Dans ce sens, la sociologue Khaoula Marti s’est intéressée aussi à la représentation sociale du voile, estimant que le débat ne doit pas occulter les deux conceptions de sa portée symbolique. Dans son ouvrage Le port du voile au Maghreb, elle argumente que « l’une procède du registre des normes religieuses ou du sacré, voire du spirituel ; l’autre renvoie à l’ordre social, au monde profane, au niveau interactionnel en société ». Khaoula Marti note que les arguments religieux restent les plus récurrents chez les femmes qu’elle a rencontrées au cours de ses travaux de recherche. Le discours mêle spiritualités et fidélité divine : « On sacrifie [le corps couvert] au nom de l’amour suprême et, en contrepartie, on aura la paix et la promesse de la vie éternelle au paradis ». Plus loin, la chercheuse poursuit : « Le statut de la femme demeure ambigu, notamment en ce qui concerne ses fondements moraux, la conduite féminine en public et la place qui revient « à la moitié du ciel » en société ». Entre les effets de mode et les considérations sociales et religieuses qui motivent le port du voile, c’est surtout la le corps de la femme et son statut au regard de l’homme qui demeurent au centre du débat.

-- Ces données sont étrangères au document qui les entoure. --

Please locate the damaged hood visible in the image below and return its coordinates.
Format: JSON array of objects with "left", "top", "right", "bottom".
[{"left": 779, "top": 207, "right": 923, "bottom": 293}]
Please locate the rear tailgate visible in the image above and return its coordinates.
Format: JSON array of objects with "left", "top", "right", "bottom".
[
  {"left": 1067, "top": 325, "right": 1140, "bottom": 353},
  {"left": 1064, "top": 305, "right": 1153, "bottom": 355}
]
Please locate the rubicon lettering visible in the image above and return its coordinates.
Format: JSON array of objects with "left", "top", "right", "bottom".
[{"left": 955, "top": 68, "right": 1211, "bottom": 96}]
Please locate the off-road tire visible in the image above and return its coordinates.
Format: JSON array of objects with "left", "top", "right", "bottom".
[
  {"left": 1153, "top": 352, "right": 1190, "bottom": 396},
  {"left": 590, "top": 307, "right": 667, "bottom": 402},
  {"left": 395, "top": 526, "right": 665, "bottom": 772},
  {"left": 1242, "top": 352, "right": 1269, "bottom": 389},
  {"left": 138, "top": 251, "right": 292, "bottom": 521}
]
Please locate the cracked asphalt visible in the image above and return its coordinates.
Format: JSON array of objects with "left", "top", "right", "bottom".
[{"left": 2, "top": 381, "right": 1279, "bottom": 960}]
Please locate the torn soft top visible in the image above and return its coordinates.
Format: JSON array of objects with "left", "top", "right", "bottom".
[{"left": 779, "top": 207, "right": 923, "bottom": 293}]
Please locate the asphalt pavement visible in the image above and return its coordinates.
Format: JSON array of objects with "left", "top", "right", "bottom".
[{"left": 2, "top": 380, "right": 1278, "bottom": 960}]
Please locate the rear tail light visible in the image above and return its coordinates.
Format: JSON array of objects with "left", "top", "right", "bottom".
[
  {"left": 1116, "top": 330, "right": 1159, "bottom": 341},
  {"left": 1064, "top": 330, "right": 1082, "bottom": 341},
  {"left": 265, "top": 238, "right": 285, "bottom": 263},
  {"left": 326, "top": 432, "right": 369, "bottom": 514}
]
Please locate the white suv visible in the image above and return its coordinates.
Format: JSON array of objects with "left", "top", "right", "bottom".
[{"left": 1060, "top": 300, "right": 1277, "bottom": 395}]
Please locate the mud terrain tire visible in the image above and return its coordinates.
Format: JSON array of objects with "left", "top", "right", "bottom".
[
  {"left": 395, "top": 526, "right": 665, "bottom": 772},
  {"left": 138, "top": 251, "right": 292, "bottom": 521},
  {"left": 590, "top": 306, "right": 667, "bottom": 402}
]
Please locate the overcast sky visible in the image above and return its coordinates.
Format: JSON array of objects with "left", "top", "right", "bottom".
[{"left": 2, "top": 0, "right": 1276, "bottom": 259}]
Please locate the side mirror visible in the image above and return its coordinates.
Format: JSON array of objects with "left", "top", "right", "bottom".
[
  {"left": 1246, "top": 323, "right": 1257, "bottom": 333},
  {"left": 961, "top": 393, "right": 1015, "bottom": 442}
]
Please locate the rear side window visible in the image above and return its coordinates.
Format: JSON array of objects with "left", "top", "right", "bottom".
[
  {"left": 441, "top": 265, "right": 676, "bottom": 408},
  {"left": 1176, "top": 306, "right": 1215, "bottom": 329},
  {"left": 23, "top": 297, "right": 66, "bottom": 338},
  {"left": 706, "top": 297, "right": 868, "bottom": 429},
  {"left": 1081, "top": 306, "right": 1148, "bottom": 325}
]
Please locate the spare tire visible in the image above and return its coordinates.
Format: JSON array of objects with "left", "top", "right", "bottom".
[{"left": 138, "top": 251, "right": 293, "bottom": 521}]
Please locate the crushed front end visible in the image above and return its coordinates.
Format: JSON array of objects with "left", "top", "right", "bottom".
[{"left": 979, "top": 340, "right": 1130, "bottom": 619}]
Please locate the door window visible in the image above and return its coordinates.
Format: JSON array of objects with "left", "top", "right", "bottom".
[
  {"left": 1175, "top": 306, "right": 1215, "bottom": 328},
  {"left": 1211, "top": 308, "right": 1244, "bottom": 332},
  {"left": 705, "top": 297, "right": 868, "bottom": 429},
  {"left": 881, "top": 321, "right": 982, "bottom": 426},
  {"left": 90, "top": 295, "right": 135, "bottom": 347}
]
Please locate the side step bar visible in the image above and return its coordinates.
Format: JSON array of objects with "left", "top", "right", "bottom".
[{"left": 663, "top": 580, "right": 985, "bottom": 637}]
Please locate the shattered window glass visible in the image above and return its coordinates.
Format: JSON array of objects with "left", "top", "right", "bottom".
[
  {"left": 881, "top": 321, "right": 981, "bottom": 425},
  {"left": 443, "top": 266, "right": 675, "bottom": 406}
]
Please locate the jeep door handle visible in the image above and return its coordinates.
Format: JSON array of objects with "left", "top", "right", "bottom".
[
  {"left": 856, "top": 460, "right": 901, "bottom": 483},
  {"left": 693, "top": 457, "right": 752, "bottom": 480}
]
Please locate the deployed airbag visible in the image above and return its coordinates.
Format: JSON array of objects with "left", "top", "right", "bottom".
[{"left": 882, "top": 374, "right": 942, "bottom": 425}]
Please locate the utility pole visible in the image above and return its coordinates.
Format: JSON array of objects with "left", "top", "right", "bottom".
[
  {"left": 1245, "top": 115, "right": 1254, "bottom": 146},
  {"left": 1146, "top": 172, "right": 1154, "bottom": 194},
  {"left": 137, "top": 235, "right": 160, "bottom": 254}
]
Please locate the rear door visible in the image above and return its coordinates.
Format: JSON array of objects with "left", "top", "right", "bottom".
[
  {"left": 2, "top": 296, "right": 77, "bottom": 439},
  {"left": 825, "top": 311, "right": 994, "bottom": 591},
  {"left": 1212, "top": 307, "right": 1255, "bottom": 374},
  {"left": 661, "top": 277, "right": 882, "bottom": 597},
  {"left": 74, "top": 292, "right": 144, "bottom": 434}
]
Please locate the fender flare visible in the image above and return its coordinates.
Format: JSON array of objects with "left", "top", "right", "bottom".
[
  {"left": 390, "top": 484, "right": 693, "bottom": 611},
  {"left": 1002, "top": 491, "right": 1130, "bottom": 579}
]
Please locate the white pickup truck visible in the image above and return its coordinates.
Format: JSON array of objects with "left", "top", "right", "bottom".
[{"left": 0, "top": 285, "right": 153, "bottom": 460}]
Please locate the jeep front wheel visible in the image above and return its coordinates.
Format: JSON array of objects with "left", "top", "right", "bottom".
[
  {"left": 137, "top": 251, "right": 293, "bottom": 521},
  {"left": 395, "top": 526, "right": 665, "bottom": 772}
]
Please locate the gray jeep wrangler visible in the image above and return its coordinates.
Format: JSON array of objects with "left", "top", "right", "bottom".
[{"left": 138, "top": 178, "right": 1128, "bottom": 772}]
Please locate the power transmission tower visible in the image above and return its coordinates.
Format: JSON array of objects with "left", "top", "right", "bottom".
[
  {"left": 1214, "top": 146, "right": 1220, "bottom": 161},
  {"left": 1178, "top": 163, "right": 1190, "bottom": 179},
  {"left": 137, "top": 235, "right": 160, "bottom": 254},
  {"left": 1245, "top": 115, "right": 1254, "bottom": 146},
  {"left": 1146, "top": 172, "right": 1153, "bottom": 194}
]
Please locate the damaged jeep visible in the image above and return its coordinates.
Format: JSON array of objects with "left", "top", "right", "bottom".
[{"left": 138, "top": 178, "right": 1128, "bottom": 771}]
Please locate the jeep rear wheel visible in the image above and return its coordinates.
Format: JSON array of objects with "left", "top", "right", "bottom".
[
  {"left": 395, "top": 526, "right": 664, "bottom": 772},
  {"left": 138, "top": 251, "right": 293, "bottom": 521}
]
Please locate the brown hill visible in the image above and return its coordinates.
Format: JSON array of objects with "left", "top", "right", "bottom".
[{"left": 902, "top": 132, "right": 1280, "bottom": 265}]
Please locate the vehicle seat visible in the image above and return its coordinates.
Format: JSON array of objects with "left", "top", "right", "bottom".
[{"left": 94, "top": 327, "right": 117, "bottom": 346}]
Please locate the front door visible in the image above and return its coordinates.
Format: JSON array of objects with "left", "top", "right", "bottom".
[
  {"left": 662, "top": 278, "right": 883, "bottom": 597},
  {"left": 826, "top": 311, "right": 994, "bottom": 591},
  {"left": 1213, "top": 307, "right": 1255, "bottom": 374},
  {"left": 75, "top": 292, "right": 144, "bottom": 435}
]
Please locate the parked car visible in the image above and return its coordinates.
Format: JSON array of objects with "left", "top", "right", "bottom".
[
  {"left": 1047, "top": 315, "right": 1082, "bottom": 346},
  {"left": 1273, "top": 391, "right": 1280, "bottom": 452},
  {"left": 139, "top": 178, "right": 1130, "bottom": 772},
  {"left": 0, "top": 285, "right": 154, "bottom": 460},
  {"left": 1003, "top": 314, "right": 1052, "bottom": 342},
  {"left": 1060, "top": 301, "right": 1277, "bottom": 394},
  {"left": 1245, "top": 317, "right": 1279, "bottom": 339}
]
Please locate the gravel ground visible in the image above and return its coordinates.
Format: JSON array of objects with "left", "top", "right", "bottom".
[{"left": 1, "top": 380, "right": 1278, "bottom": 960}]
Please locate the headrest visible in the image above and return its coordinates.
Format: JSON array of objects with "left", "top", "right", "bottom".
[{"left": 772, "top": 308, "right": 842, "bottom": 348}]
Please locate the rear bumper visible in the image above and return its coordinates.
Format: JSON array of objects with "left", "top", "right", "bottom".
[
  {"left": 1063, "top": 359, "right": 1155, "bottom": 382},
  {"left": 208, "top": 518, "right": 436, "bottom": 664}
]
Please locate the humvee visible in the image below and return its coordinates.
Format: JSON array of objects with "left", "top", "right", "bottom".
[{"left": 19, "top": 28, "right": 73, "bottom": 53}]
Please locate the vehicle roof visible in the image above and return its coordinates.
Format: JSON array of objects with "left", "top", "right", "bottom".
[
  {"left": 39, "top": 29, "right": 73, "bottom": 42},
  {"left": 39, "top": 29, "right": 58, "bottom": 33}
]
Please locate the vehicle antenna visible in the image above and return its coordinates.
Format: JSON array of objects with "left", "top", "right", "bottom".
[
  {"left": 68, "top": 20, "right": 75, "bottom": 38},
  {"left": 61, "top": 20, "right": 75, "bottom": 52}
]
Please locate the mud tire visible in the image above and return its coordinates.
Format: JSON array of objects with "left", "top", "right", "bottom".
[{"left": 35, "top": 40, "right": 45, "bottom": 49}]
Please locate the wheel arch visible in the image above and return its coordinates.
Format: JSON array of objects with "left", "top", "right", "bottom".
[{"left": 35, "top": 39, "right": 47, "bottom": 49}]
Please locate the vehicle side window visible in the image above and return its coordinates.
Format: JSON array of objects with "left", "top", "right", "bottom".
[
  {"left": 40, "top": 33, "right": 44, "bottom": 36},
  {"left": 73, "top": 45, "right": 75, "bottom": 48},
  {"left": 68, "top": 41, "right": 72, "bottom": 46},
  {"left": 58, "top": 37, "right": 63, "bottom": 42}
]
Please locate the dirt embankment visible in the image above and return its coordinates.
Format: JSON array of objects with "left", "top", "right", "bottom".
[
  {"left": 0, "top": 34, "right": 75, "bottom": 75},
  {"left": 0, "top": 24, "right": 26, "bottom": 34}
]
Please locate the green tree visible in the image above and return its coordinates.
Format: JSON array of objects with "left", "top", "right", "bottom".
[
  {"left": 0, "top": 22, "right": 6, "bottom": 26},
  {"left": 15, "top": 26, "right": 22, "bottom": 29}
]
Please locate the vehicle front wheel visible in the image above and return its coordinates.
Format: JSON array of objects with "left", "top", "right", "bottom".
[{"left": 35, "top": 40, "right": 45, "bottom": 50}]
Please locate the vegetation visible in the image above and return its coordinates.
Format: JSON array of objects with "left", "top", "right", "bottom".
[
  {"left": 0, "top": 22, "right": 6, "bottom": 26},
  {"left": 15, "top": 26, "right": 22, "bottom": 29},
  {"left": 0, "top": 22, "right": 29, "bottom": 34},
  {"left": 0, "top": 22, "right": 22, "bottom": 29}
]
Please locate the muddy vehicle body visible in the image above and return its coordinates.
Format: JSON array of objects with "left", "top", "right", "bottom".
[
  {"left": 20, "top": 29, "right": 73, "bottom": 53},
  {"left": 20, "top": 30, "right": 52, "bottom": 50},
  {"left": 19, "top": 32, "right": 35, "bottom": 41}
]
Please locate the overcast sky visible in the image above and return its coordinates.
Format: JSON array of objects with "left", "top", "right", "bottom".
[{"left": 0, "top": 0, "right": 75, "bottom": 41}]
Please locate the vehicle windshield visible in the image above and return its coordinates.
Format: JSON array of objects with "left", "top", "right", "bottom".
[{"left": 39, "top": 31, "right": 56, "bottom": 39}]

Colonialisme et patriarcat
La période du colonialisme dans les pays à dominance musulmane a eu elle aussi son impact sur la perception du voile en islam. Entre les XVIIIe et XXe siècles, l’hégémonie coloniale semblait profiter de la perception des femmes, établie via le prisme religieux pour justifier l’infériorité d’une civilisation par rapport à une autre. « Pourtant, indique Osire Glacier, à quelques exceptions près, l’analyse des réformes du statut des femmes lors de la colonisation ne permet pas de conclure que les pays colonialistes ont amélioré le statut des femmes musulmanes ». L’étude des cas des missions dites « civilisatrices » démontre que les pays coloniaux ne firent que substituer un patriarcat local à un autre occidental.